Said act to protect the bona fide purchasers of Indian lands, provides among other things as follows:

“That when in any case any of said lands are held by any person who has purchased the same in good faith, and for a valuable consideration, from the Indian or Indians to whom the same were allotted under such treaty, * * * such purchaser shall not in any case be evicted from such lands by any other person or persons who may have subsequently acquired an adverse title to the same, until such purchaser shall have been repaid the full amount of his or her purchase-money, with lawful interest thereon.”

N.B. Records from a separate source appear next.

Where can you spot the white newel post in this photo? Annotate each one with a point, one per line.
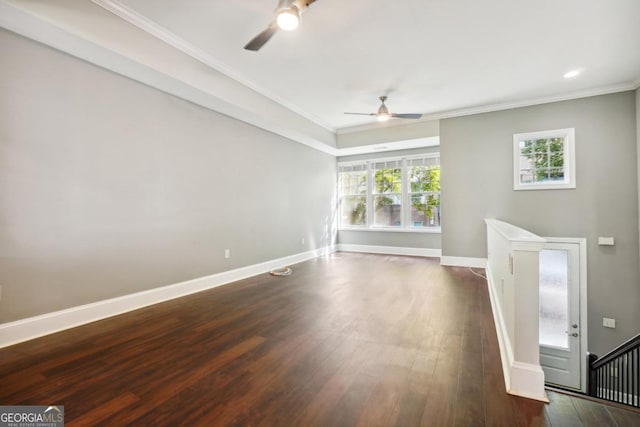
(513, 276)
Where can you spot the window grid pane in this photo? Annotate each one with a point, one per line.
(388, 210)
(542, 160)
(388, 193)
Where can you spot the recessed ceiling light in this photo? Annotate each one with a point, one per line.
(572, 74)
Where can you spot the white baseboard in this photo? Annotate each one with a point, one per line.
(388, 250)
(527, 380)
(458, 261)
(34, 327)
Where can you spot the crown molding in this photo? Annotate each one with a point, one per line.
(160, 32)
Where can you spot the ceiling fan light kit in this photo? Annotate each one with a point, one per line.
(287, 18)
(383, 113)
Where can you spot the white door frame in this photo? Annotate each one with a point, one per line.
(582, 248)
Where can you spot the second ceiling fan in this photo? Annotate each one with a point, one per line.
(383, 113)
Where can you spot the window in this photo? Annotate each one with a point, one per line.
(392, 194)
(353, 194)
(544, 160)
(387, 193)
(424, 179)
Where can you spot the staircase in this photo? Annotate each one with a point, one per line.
(616, 375)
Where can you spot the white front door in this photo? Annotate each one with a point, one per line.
(560, 328)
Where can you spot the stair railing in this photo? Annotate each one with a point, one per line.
(616, 375)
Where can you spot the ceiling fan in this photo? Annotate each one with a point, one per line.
(383, 113)
(287, 18)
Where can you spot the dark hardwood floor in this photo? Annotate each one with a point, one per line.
(347, 340)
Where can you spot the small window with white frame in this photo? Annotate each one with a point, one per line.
(544, 160)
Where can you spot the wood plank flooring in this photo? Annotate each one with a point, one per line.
(347, 340)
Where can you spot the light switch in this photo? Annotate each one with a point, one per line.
(605, 241)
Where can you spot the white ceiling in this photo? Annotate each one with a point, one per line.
(429, 56)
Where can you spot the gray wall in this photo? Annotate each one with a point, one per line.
(638, 149)
(477, 182)
(388, 238)
(109, 187)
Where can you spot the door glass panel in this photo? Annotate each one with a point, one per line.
(554, 303)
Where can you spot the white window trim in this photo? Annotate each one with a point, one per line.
(569, 160)
(406, 197)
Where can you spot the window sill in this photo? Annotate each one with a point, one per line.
(434, 230)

2. purchase-mo-March 7,1874. The jury in this case assessed the value of the improvements made by Giltenan, over and above all waste and profits, at $460, and fixed the amount of the purchase-money paid by Giltenan to Chouteau, with interest, at $460.25; total, $920.25. And the court below allowed this amount to Giltenan. Now, it will be remembered that Giltenan procured his title from Chouteau, and paid said $350 purchase-money to Chouteau on August 3d 1867; and that Lemert procured his title from Chouteau and wife on February 3d 1872. This action was commenced February 7th 1872. And the said act to protect bona fide purchasers of Indian lands was not passed until March 7th 1874. And up to March 26th 1874, (the time *15when said act took effect,) there was no law authorizing any person 'evicted from Indian lands, or from any other lands, to recover from the successful party the amount of the purchase-money which such unsuccessful party had paid. .It will be seen that this action was pending for more than two years before said act took effect; and if judgment had been rendered at any time during that two years, nothing could have been allowed Giltenan for said purchase-money. When Lemert purchased said land, it was free and clear from all liens, charges, or incumbrances for purchase-money. It remained so up to the commencement of this suit, and for more than two years thereafter. And nothing has transpired since to create any such lien, charge, or incumbrance, except the mere passage of said act of the legislature. And what power has the legislature to impose such a lien, charge, or incumbrance upon the land of Lemert, without his consent, even if the legislature so desired? It is our opinion that said act cannot have the effect, under the circumstances of this case, to require Lemert to pay to Giltenan said purchase-money.

The judgment of the court below will therefore be so modified as to require Lemert to pay only the $460 for said improvements; and he will not be required to pay said $460.25, purchase-money and interest. The costs of this court will be equally divided between the parties.

Brewer, J., concurring. Horton, C. J., not sitting in the case.